Соединения по изобретению, которые могут быть в виде свободного основания, можно выделить из реакционной смеси в виде фармацевтически приемлемой соли. Фармацевтически приемлемые соли можно также получить обработкой свободного основания формулы I органической или неорганической кислотой, такой как хлористоводородная, бромистоводородная, йодистоводородная, серная кислота, фосфорная кислота, уксусная кислота, пропионовая кислота, гликолевая кислота, малеиновая кислота, малоновая кислота, метансульфокислота, фумаровая кислота, янтарная кислота, винная кислота, лимонная кислота, бензойная кислота и аскорбиновая кислота.

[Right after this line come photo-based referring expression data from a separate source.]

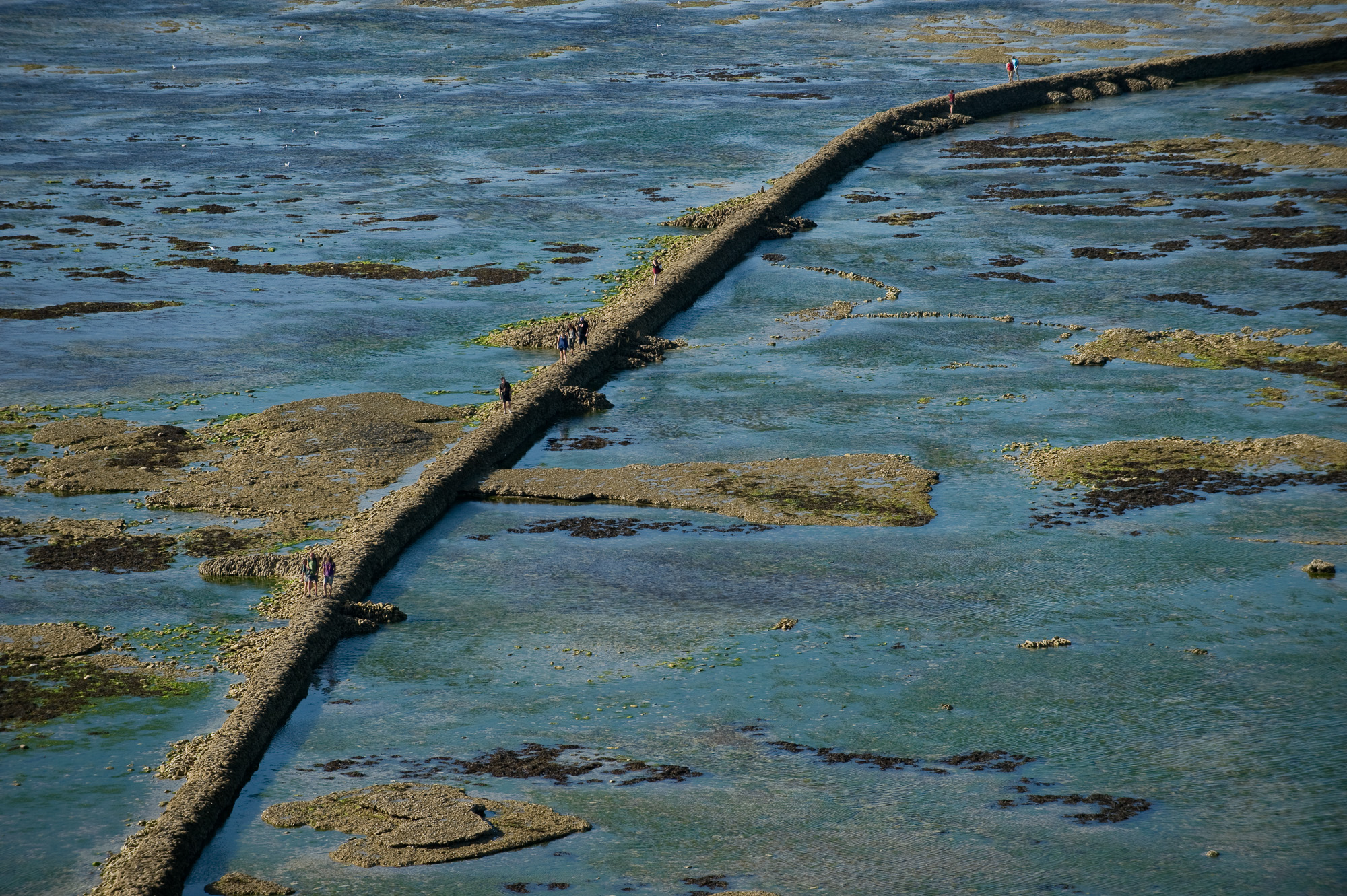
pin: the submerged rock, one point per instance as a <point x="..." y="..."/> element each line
<point x="1050" y="642"/>
<point x="1319" y="568"/>
<point x="242" y="885"/>
<point x="406" y="824"/>
<point x="852" y="490"/>
<point x="52" y="640"/>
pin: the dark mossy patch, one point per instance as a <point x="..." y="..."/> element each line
<point x="117" y="275"/>
<point x="608" y="528"/>
<point x="102" y="222"/>
<point x="480" y="275"/>
<point x="40" y="689"/>
<point x="218" y="541"/>
<point x="76" y="308"/>
<point x="1155" y="473"/>
<point x="1287" y="238"/>
<point x="1323" y="307"/>
<point x="1201" y="300"/>
<point x="1112" y="809"/>
<point x="108" y="555"/>
<point x="1010" y="275"/>
<point x="1327" y="261"/>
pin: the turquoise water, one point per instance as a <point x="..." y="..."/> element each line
<point x="1218" y="743"/>
<point x="1236" y="750"/>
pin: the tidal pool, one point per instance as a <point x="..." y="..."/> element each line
<point x="452" y="139"/>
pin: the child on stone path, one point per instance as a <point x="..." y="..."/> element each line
<point x="329" y="571"/>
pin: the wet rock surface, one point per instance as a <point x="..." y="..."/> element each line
<point x="1129" y="475"/>
<point x="1201" y="300"/>
<point x="976" y="761"/>
<point x="1259" y="350"/>
<point x="608" y="528"/>
<point x="410" y="824"/>
<point x="76" y="308"/>
<point x="46" y="672"/>
<point x="558" y="763"/>
<point x="1111" y="809"/>
<point x="242" y="885"/>
<point x="856" y="490"/>
<point x="293" y="463"/>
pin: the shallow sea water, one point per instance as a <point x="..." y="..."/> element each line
<point x="1218" y="743"/>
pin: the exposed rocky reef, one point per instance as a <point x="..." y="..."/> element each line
<point x="293" y="463"/>
<point x="52" y="669"/>
<point x="1256" y="350"/>
<point x="76" y="308"/>
<point x="1127" y="475"/>
<point x="851" y="490"/>
<point x="409" y="824"/>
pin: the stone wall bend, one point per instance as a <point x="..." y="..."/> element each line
<point x="157" y="862"/>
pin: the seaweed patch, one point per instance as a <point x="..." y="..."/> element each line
<point x="1128" y="475"/>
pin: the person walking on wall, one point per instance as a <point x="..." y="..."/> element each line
<point x="312" y="574"/>
<point x="329" y="571"/>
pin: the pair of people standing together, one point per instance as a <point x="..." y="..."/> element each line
<point x="313" y="567"/>
<point x="573" y="337"/>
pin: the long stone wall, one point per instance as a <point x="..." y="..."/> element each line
<point x="157" y="860"/>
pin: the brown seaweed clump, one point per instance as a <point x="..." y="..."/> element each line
<point x="242" y="885"/>
<point x="480" y="275"/>
<point x="852" y="490"/>
<point x="1201" y="300"/>
<point x="709" y="217"/>
<point x="45" y="673"/>
<point x="108" y="555"/>
<point x="409" y="824"/>
<point x="297" y="462"/>
<point x="1127" y="475"/>
<point x="1220" y="351"/>
<point x="76" y="308"/>
<point x="1112" y="809"/>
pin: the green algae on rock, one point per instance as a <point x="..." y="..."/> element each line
<point x="46" y="673"/>
<point x="407" y="824"/>
<point x="482" y="275"/>
<point x="242" y="885"/>
<point x="76" y="308"/>
<point x="1256" y="350"/>
<point x="851" y="490"/>
<point x="296" y="463"/>
<point x="1113" y="460"/>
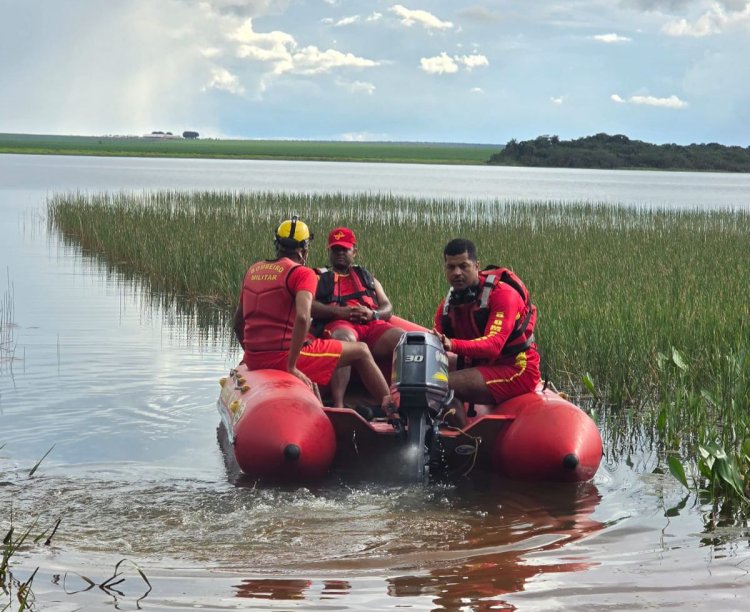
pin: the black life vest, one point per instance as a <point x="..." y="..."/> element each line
<point x="363" y="279"/>
<point x="517" y="341"/>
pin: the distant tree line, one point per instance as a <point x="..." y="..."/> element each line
<point x="605" y="151"/>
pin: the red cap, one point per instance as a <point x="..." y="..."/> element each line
<point x="342" y="236"/>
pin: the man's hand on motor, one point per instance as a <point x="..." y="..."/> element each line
<point x="360" y="314"/>
<point x="302" y="376"/>
<point x="444" y="340"/>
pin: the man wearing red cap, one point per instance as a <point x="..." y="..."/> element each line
<point x="273" y="318"/>
<point x="350" y="305"/>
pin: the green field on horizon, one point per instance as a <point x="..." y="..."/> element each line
<point x="124" y="146"/>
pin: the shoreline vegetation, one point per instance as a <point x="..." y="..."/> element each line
<point x="606" y="152"/>
<point x="600" y="151"/>
<point x="633" y="306"/>
<point x="209" y="148"/>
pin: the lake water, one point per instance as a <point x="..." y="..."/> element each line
<point x="124" y="391"/>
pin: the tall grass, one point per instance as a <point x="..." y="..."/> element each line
<point x="7" y="342"/>
<point x="614" y="286"/>
<point x="409" y="152"/>
<point x="649" y="304"/>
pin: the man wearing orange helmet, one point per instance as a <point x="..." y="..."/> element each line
<point x="272" y="319"/>
<point x="351" y="305"/>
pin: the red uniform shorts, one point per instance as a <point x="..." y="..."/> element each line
<point x="317" y="360"/>
<point x="506" y="381"/>
<point x="369" y="332"/>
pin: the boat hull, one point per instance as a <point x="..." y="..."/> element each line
<point x="280" y="431"/>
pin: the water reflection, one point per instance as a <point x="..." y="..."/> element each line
<point x="474" y="551"/>
<point x="532" y="517"/>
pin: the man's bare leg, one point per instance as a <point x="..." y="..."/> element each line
<point x="468" y="386"/>
<point x="386" y="344"/>
<point x="357" y="355"/>
<point x="342" y="374"/>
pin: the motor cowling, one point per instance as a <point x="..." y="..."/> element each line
<point x="419" y="377"/>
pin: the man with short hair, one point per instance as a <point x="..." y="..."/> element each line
<point x="487" y="320"/>
<point x="351" y="305"/>
<point x="273" y="318"/>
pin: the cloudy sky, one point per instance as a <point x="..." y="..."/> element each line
<point x="480" y="71"/>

Соединения по изобретению имеют один или несколько хиральных углеродных атомов и, следовательно, могут быть получены в виде чистого энантиомера или в виде смеси энантиомеров, или в виде смеси, содержащей диастереоизомеры. Способы получения чистых энантиомеров хорошо известны в этой области, например, путем кристаллизации солей, которые получают из оптически активных кислот и рацемической смеси, или хроматографией с использованием хиральных колонок. Для диастереоизомеров можно использовать колонки с нормальной фазой или с обращенной фазой.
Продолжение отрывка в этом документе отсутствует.